Hi Ryan,
as per our discussion in Slave crash (OS X) I am now in the Beta program. However, I’d wait to actually install it until you give me a heads up that the issue is actually being worked on since I am in the middle of a production and don’t really have time to spare to test the other new feature although they do sound great.
I completely understand. If you do have some downtime to test now though, it would probably be enough to just pick one of your OSX machines and remove it from production to test with the new version. It’s probably best to do that anyways once we have a new version out that tries to target the problem specifically.
Cheers,
Hi Ryan,
just letting you know that I am back in the office. I didn’t have any time to test out new builds, but I am diving into that now. I’ll let you know how it goes.
Well, that went by fast. Installed Beta 2 with high hopes, because of the new way processes are handled, but now the Slave won’t start up anymore. Only bounces once. No logs, no errors, nothing.
Monitor, Pulse, etc. all run fine though.
This is a known issue in beta 2 that will be fixed in beta 3. The workaround is to open Finder and go to /Applications/Deadline/Resources and create a folder called “slaves” (without the quotes). After creating this folder, try launching the slave and see if that helps.
Cheers,
Worked perfectly! Will report back after a bit of testing. Cheers Ryan.
Hi Ryan,
I ran a couple of Nuke render tests yesterday. The same renders with thousands or frames that made the slaves go pop last time and in the beginning I had some permission related problems on the mounted share that made the slaves crash (slave one created the render directory and slave two didn’t have write permissions). Once I sorted that out, the slaves seemed stable. Ran a render for nearly two hours straight without problems. ps auxww also didn’t reveal any unusual process accumulations, so that is good as well. I will keep testing it a bit, but it seems that the too many files issue is closed.
One thing that should not have happened though, I think, is that the slaves crash after several write permission errors. Although it is obviously an error on my end not keeping my ACL’s straight, but that should only throw an error in the render thread, not bring down the whole slave, right?
I have attached the slave and task log for those crashes, although they don’t really show the slave crash, only the permission errors.
deadlineslave_Happy(Happy)-2011-10-06-0002.log (113 KB)

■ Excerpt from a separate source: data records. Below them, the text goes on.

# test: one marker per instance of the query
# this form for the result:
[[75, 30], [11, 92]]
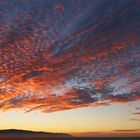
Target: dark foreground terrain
[[64, 138]]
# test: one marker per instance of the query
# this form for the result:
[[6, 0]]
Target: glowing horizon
[[68, 64]]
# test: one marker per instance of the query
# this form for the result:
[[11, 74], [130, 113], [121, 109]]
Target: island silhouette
[[28, 133]]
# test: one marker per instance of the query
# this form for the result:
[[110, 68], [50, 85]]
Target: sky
[[70, 66]]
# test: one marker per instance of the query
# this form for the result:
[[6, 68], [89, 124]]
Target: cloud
[[136, 113], [52, 59], [134, 119]]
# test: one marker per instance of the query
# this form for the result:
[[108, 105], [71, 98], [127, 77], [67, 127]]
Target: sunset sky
[[70, 66]]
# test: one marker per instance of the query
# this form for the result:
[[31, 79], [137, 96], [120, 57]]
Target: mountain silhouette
[[28, 133]]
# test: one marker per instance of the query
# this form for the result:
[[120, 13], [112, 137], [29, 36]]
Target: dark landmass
[[27, 133], [13, 134]]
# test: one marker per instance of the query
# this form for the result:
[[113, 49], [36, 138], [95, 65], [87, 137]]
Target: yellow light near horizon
[[99, 119]]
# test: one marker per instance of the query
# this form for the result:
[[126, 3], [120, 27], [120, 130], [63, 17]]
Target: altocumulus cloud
[[62, 55]]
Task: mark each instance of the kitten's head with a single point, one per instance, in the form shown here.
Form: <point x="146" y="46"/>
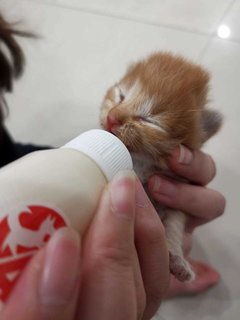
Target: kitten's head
<point x="158" y="104"/>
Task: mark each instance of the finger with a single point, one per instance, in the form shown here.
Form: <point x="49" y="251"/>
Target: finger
<point x="152" y="251"/>
<point x="48" y="287"/>
<point x="202" y="203"/>
<point x="196" y="166"/>
<point x="206" y="277"/>
<point x="108" y="279"/>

task_2(Happy)-0000.log (5.78 KB)
That’s great to hear that you aren’t hitting the “too many processes” error! You’re right though, the slave shouldn’t be crashing because nuke is unable to write the frames. Can you check the OSX Console log to see if there are any crash dumps from Mono around the same time the slave crashed? Based on the last timestamp in the slave log, it crashed at 2011-10-06 13:12:31.
Cheers,
and of course my console log only goes back to about 2pm. I’ll see if I can reproduce it.
Well, not sure if this is related, but I still get crashes from my slaves. In addition here is a list of problems I noticed (with Deadline Version: 5.1.0.45235):
- I cannot cancel or suspend Nuke renders. Instead I get: Child process with id failed to exit
- and of course, the slave crashes, but the render keeps going (which is good in my case. I just wait till the job is finished and then start the slave anew, since this are sequences that cannot be started in the middle.) I have attached the stack trace for both machines in my testfarm since the Deadline logs don’t reveal anything.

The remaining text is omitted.